Este lunes viví una experiencia reveladora —y perturbadoramente cotidiana— en la Clínica Good Hope y con Rímac Seguros. Esa mañana acudí al laboratorio de la clínica con una orden de análisis de sangre emitida por una institución especializada —una especialidad que, cabe precisar, Good Hope no ofrece—. Sin embargo, la clínica no me permitió usar mi seguro. ¿El motivo? Un tecnicismo llamado “pertinencia comercial”, un eufemismo detrás del cual se oculta la lógica del lucro: la aseguradora debía determinar si el móvil del examen requerido era imputable a la póliza de seguros. Por ello, condicionaron la aplicación de mi seguro a someterme primero a un a consulta con un médico de la propia clínica.

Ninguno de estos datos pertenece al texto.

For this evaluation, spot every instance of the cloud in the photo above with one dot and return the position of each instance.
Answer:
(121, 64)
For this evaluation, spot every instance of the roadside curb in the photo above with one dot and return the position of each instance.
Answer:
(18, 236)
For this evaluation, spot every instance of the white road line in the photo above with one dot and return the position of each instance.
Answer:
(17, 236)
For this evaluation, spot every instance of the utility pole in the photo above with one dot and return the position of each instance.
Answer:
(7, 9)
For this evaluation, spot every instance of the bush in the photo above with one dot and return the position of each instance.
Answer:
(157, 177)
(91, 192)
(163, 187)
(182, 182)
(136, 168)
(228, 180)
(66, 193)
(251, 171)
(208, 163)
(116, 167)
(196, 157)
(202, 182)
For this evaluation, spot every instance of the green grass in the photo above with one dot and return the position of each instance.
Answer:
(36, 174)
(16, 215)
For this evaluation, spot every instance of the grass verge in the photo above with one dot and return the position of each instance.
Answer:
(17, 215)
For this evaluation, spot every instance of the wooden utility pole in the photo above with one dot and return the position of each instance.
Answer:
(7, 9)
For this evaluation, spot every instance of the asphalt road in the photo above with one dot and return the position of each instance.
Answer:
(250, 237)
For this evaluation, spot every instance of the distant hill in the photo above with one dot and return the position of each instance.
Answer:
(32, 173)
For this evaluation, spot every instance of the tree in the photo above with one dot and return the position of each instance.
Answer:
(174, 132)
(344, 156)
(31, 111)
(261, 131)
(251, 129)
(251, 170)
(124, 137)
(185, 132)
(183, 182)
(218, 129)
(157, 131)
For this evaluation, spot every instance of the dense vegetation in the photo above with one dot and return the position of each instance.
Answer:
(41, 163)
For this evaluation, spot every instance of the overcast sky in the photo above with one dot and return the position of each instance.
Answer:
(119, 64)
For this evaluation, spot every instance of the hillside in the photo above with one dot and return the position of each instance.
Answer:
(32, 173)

Innecesario, ¿no? Pero bien rentable. En esta lógica y oportunidad, exámenes básicos de endocrinología como el TSH y la prolactina podían no ser cubiertos por mi seguro, un examen de orina o de creatinina, tampoco. Curioso, porque meses atrás, con ese mismo seguro, me realicé alguna de esas pruebas en esa misma clínica. Con este esquema, en la Good hope, un paciente oncológico no podría ahorrar algún dinero atendiéndose con la orden de su seguro oncológico particular, por ejemplo.
Así como Juan Luis Guerra retrató con mordaz poesía la precariedad del sistema público en El Niágara en Bicicleta, bien podríamos componerle una balada sombría al sistema privado: “El Bisturí y la Bolsa (de Valores)”. Una canción donde la receta médica es una cotización y el diagnóstico, una oportunidad de negocio. Y en este negocio, ni la aseguradora ni la clínica pierden jamás. El que siempre pierde es el paciente —el ciudadano— convertido en consumidor cautivo de un modelo de salud privatizado, opaco y profundamente deshumanizante.
La salud es comercialmente impertinente, ¡se trata de vidas! Exigir dignidad no es una utopía: es una urgencia y obligación.